Date
22 March 2017
Nexen chief executive Fang Zhi said the two accidents revealed deep flaws in the company’s ability to safely run the facility. Photo: Nexen
Nexen chief executive Fang Zhi said the two accidents revealed deep flaws in the company’s ability to safely run the facility. Photo: Nexen

CNOOC’s US$15 bln bet on oil sands backfires

A subsidiary of Chinese state-owned oil giant CNOOC Ltd. has raised the possibility that it may abandon a key part of an oil-sands project in northern Canada, after an investigation into two major accidents uncovered managerial and safety lapses in one of its facilities, the Wall Street Journal reports.

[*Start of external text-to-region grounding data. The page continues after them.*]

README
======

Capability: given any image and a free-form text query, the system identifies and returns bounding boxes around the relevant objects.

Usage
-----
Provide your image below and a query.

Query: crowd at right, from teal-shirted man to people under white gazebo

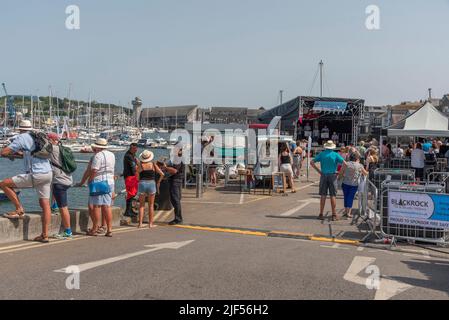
[311,139,449,220]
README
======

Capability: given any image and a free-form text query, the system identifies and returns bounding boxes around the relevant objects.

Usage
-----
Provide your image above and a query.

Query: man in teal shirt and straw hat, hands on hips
[311,141,345,221]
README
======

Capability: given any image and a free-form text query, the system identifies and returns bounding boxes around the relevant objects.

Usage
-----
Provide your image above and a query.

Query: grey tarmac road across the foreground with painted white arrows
[0,222,449,300]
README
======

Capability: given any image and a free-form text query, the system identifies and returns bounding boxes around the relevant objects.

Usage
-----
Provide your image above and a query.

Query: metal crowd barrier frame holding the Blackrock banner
[380,181,449,246]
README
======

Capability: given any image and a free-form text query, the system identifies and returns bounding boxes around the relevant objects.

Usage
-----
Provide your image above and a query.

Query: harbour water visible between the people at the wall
[0,149,169,214]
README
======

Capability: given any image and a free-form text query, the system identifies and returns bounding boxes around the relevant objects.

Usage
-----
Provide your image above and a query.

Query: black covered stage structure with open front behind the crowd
[259,96,365,145]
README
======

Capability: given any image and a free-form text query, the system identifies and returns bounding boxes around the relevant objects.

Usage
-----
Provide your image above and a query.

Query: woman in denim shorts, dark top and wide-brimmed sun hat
[137,150,164,228]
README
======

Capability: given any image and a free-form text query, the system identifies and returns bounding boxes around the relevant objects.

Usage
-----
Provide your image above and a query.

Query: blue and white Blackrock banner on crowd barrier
[388,191,449,229]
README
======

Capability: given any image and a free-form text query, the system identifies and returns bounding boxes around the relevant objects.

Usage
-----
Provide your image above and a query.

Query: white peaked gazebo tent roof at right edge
[387,102,449,137]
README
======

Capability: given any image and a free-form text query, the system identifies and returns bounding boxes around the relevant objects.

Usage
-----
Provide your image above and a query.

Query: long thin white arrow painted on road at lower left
[54,240,195,273]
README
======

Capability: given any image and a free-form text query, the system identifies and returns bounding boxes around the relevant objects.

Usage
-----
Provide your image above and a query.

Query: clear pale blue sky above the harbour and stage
[0,0,449,107]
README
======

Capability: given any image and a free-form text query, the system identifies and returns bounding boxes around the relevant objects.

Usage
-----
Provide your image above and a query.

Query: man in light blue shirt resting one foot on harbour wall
[0,120,53,243]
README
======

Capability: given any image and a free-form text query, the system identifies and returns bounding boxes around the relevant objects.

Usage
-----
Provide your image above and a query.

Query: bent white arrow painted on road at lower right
[343,256,413,300]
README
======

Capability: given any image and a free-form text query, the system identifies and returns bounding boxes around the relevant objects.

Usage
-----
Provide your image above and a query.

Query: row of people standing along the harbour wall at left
[0,120,184,243]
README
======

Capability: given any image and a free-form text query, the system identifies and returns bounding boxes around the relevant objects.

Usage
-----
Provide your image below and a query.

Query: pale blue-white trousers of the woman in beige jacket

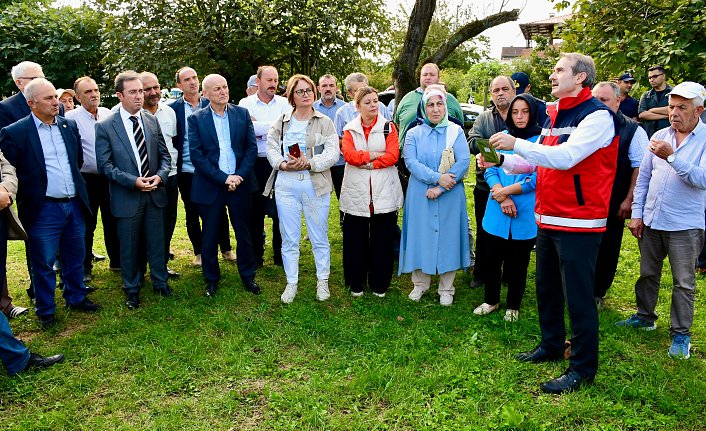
[275,171,331,284]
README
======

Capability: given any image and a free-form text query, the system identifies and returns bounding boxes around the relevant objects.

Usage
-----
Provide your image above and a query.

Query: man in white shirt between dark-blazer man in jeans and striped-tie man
[66,76,120,283]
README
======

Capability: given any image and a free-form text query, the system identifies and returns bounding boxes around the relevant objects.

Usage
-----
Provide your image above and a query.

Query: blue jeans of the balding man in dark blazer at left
[27,198,86,316]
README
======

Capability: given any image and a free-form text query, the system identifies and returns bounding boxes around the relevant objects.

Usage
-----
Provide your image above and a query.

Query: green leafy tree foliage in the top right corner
[557,0,706,88]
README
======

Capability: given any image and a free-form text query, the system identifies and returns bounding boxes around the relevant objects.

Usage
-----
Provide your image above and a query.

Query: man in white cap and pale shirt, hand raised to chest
[616,82,706,359]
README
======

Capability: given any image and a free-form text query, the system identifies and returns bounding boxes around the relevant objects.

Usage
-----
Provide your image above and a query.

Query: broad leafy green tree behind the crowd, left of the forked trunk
[94,0,387,97]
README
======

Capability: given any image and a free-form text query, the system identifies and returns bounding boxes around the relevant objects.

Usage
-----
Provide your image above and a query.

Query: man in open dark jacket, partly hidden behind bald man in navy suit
[167,67,236,266]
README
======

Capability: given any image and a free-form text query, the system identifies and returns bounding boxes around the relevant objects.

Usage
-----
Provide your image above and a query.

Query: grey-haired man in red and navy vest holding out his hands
[490,53,618,394]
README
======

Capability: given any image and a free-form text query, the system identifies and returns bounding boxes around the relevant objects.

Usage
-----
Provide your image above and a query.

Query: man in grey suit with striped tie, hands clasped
[96,71,172,309]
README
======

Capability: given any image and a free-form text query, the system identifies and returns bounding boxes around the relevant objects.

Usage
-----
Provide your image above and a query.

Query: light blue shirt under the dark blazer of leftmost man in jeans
[32,113,76,198]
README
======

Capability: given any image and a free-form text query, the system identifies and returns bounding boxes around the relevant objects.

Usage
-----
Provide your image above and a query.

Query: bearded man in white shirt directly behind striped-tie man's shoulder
[140,72,179,278]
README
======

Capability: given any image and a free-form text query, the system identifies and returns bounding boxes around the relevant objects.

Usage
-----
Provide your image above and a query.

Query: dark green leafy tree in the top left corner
[0,1,107,96]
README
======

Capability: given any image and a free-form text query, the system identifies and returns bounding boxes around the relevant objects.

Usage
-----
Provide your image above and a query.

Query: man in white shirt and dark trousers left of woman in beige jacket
[238,66,292,266]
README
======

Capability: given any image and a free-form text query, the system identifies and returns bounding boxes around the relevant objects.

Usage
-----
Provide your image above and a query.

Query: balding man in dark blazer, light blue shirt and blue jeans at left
[0,78,99,327]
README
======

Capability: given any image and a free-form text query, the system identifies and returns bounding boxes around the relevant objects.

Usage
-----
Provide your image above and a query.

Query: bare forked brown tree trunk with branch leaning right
[393,0,520,109]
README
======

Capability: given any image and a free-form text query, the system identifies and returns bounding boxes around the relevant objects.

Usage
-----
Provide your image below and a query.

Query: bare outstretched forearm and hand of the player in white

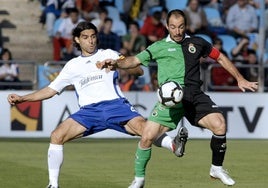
[7,87,57,105]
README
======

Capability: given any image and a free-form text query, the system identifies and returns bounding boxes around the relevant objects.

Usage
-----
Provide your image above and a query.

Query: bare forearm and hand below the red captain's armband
[217,53,258,92]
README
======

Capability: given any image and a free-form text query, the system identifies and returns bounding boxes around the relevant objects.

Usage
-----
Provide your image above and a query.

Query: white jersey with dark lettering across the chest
[48,49,124,106]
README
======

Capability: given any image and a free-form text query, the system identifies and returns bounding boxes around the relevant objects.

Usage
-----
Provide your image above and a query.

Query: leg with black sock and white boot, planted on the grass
[198,113,235,185]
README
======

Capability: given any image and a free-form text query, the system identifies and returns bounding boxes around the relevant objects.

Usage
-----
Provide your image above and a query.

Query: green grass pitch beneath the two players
[0,138,268,188]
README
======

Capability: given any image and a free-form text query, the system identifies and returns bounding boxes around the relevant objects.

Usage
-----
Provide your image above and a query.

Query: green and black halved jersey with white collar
[137,35,212,88]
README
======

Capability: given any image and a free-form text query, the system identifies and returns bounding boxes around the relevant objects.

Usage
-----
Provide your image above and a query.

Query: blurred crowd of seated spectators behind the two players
[0,0,268,91]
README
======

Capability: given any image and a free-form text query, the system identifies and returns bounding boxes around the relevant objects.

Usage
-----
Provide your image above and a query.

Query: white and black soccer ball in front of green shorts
[157,81,183,107]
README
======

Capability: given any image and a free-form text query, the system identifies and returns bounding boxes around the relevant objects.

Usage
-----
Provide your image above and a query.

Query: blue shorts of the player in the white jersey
[70,98,141,136]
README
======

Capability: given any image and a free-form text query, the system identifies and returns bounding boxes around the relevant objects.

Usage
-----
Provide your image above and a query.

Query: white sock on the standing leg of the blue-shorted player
[47,144,63,187]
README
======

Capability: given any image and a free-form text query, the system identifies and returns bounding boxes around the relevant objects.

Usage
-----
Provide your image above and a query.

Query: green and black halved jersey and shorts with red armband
[137,36,221,129]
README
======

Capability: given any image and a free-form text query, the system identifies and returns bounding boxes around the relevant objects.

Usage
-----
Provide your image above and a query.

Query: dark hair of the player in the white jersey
[72,21,98,50]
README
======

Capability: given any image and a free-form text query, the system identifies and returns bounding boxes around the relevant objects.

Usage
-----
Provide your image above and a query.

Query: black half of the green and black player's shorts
[182,90,222,126]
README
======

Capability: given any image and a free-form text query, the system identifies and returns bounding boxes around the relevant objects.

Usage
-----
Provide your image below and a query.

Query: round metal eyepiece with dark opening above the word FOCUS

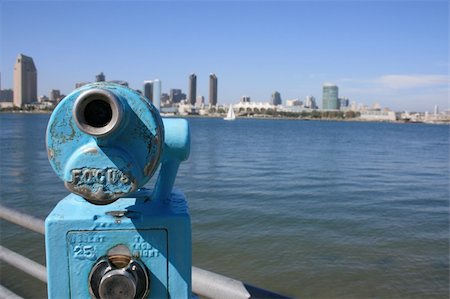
[73,88,123,137]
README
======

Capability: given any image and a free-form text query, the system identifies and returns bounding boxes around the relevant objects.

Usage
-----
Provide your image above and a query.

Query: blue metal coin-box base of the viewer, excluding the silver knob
[45,190,192,299]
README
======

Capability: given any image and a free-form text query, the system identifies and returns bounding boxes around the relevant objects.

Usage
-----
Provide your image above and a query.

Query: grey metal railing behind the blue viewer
[0,205,288,299]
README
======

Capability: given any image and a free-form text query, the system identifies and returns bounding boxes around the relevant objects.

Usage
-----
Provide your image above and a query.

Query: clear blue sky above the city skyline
[0,0,449,111]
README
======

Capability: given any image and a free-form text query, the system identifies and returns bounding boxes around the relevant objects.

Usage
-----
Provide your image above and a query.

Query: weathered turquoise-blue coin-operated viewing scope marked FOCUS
[45,82,192,299]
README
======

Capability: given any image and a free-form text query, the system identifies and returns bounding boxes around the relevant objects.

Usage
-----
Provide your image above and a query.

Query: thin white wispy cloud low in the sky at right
[375,75,450,89]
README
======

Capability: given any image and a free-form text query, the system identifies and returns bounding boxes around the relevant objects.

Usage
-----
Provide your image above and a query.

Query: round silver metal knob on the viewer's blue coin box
[89,256,150,299]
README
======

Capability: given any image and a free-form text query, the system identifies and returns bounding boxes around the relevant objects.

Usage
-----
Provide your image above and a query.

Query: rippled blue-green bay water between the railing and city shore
[0,114,449,298]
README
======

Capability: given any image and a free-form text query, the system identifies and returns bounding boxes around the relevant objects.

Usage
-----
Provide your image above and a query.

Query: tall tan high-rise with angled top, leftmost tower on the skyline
[14,54,37,107]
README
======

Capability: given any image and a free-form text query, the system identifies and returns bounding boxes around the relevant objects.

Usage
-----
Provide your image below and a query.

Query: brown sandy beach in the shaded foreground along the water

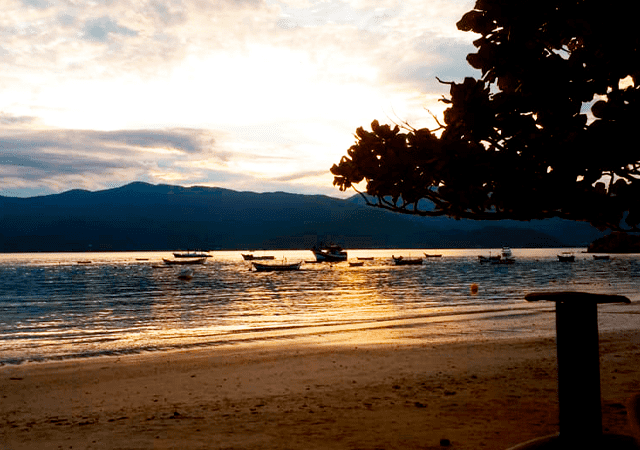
[0,331,640,450]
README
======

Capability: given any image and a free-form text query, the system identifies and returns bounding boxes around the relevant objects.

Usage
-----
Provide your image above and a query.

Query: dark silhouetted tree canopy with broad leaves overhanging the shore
[331,0,640,231]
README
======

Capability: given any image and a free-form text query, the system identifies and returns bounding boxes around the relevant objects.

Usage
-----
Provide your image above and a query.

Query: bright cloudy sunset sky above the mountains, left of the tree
[0,0,478,197]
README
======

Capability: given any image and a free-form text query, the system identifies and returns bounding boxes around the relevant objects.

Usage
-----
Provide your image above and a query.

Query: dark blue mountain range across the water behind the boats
[0,182,602,252]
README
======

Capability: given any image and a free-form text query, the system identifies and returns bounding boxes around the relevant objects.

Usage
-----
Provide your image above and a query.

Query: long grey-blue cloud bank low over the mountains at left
[0,129,228,190]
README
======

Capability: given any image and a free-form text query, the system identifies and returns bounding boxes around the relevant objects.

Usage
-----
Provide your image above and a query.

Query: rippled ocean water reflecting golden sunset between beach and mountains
[0,249,640,365]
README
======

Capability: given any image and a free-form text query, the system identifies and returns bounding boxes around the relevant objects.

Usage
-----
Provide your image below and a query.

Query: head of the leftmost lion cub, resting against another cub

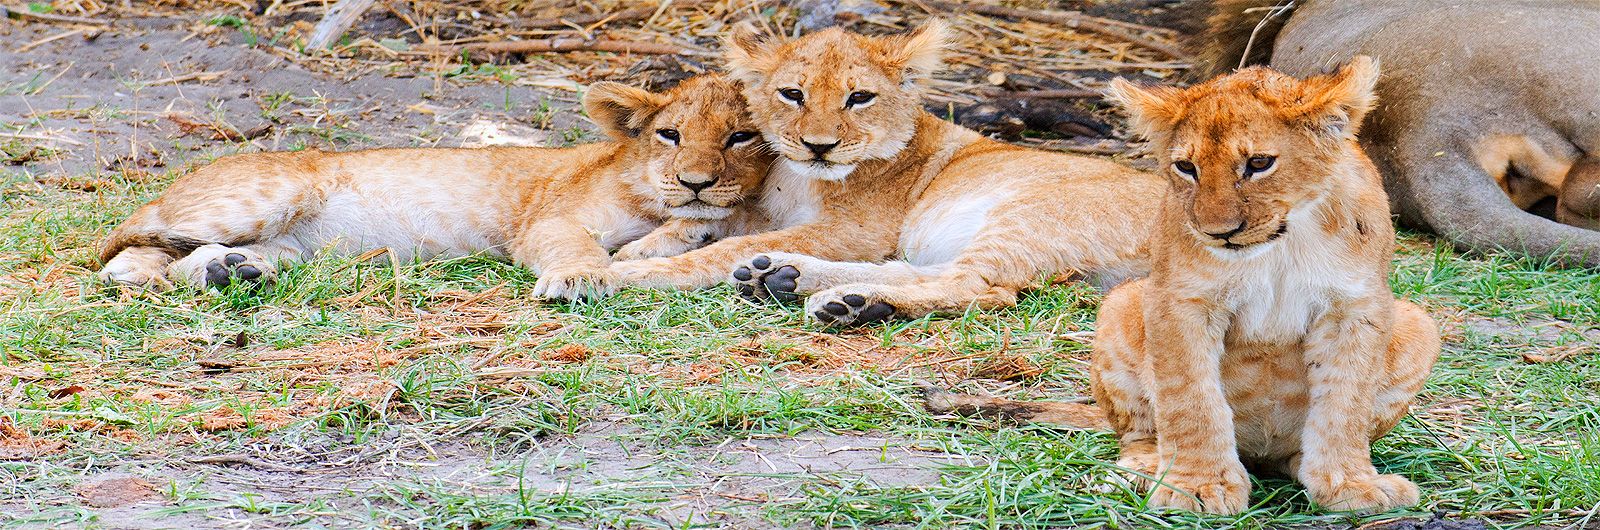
[584,75,773,219]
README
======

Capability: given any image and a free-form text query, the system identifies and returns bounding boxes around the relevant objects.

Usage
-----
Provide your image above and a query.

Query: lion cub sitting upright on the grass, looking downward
[1091,56,1440,514]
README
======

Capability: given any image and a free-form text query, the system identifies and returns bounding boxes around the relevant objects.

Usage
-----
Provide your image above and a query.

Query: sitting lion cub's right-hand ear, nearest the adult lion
[1294,54,1378,139]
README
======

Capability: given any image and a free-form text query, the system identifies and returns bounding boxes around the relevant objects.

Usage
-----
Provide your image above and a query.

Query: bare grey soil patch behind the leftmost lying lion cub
[0,19,581,178]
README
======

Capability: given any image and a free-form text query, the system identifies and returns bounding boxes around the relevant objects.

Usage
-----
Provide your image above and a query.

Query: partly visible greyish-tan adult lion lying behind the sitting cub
[1205,0,1600,266]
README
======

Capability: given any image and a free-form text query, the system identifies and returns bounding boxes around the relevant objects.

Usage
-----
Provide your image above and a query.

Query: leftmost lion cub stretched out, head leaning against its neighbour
[99,75,771,298]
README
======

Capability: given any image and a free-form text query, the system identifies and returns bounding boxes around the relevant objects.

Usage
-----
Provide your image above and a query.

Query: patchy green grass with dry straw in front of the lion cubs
[0,160,1600,528]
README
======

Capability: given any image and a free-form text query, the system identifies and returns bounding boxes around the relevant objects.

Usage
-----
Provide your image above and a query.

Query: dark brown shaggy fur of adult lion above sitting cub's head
[1192,0,1307,78]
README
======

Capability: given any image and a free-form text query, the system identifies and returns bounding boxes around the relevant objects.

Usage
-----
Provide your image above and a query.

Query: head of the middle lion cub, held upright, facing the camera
[726,19,946,181]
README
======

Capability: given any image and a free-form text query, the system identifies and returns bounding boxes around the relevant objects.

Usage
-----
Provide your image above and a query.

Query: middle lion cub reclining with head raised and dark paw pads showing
[613,21,1163,325]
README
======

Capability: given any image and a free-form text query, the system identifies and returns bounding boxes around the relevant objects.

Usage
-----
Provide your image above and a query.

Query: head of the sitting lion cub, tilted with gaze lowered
[1107,56,1378,251]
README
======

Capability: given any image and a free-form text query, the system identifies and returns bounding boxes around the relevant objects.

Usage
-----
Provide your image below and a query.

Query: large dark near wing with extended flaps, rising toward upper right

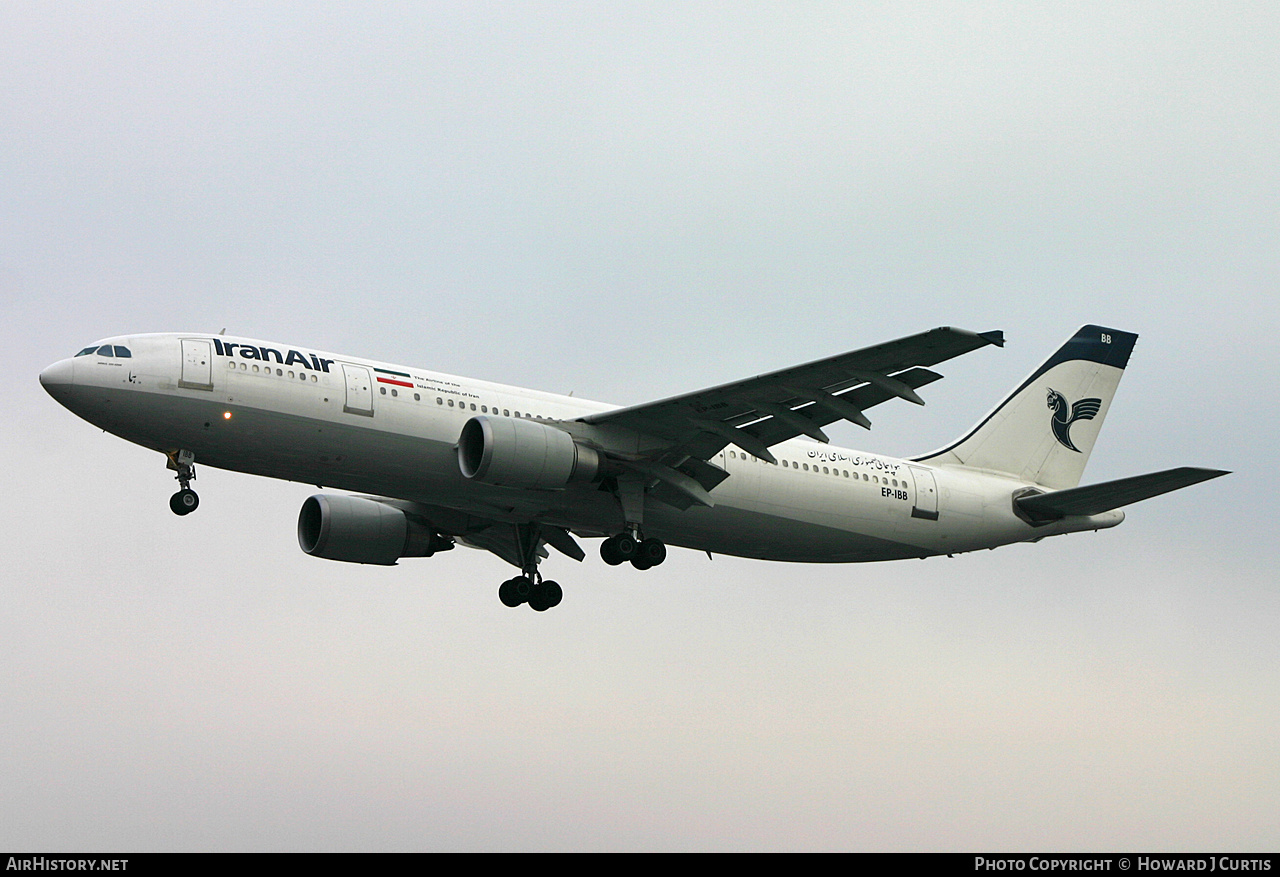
[581,328,1005,468]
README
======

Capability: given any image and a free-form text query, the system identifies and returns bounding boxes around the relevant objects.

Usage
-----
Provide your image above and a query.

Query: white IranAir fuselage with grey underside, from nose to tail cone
[41,334,1123,562]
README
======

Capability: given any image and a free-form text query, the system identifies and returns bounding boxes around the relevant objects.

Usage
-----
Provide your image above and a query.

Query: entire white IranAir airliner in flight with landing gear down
[40,325,1228,612]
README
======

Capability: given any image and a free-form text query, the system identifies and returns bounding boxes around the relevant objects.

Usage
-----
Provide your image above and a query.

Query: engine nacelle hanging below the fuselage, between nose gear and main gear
[298,493,453,566]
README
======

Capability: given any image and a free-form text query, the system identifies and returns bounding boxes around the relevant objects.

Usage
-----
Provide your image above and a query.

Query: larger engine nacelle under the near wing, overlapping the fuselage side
[458,415,600,489]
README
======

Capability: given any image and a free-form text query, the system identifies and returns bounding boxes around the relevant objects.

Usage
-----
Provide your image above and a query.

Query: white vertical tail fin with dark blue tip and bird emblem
[916,325,1138,490]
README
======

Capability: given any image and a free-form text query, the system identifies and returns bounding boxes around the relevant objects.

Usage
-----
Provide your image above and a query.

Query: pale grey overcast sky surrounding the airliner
[0,0,1280,851]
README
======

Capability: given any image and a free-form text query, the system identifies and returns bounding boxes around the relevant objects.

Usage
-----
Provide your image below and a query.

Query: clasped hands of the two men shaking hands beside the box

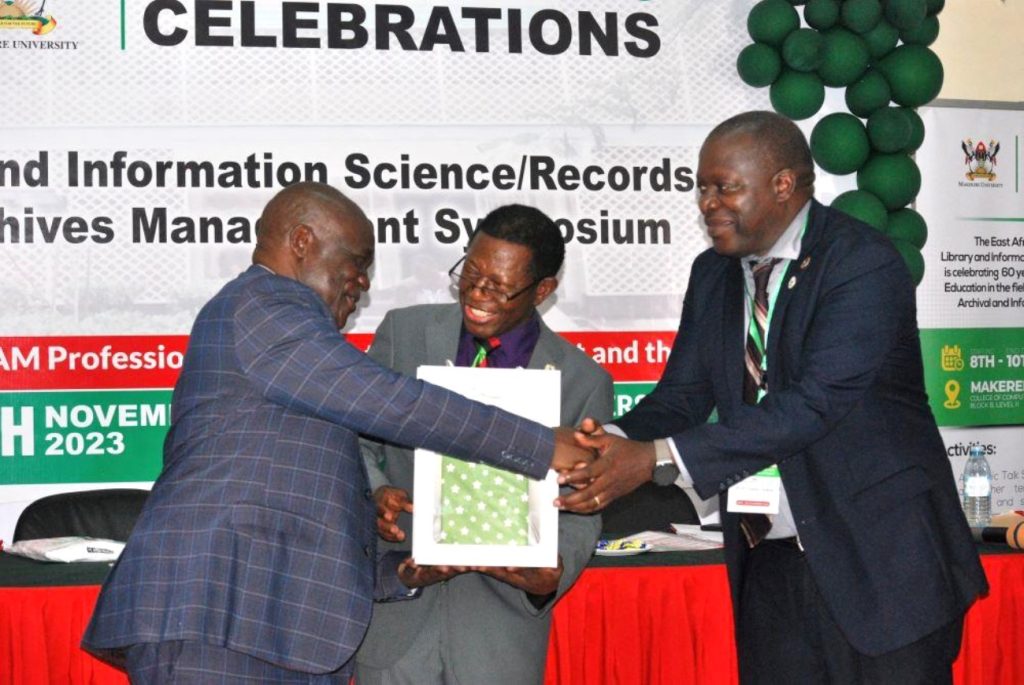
[551,419,655,514]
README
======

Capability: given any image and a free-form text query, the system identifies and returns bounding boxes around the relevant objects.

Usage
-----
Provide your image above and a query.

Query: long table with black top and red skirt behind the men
[0,546,1024,685]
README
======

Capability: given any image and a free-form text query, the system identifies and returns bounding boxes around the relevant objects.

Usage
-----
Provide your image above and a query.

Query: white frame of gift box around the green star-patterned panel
[413,367,561,568]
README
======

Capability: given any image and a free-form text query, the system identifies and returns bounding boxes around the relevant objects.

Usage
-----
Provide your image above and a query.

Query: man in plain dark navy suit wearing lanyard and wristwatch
[560,112,986,684]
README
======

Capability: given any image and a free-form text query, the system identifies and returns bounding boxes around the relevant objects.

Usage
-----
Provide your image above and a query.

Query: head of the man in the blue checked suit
[253,183,374,328]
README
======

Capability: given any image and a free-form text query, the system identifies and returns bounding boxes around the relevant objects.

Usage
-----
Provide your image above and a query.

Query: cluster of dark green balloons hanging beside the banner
[736,0,945,283]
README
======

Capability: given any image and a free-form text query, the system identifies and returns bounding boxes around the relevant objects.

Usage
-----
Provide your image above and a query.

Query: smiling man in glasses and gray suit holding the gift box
[356,205,612,685]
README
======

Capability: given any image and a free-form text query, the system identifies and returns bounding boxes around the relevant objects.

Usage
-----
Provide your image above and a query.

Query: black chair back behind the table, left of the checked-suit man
[14,487,150,543]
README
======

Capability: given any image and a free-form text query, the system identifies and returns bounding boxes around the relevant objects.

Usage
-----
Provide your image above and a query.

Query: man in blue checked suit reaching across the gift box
[83,183,590,683]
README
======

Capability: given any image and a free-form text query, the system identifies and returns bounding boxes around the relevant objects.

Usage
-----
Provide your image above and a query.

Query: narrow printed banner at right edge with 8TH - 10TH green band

Nexen, which CNOOC acquired in 2013 for about US$15 billion, said it will review the long-term viability of its operations in Alberta after two major accidents in the province, according to the newspaper.

Last summer, a pipeline burst at its Long Lake facility in Alberta, spilling 31,500 barrels of oil.

Then in January, an explosion occurred at the plant’s crude-processing unit, killing two workers.

Nexen chief executive Fang Zhi said Tuesday the two accidents revealed deep flaws in the company’s ability to safely run the facility.

Investigation showed that the six-month old pipeline hadn’t been properly moored and its high-tech leak detection system failed.

On the other hand, repair of the processing unit would cost about US$100 million.

The Nexen deal ranked as China’s biggest-ever overseas takeover, surpassed only recently by China National Chemical Corp.’s pending acquisition of Switzerland’s Syngenta SA, the Journal said.

CNOOC was hoping to use Nexen as a springboard for its expansion in North America following its failure to acquire Unocal in 2005, the report said.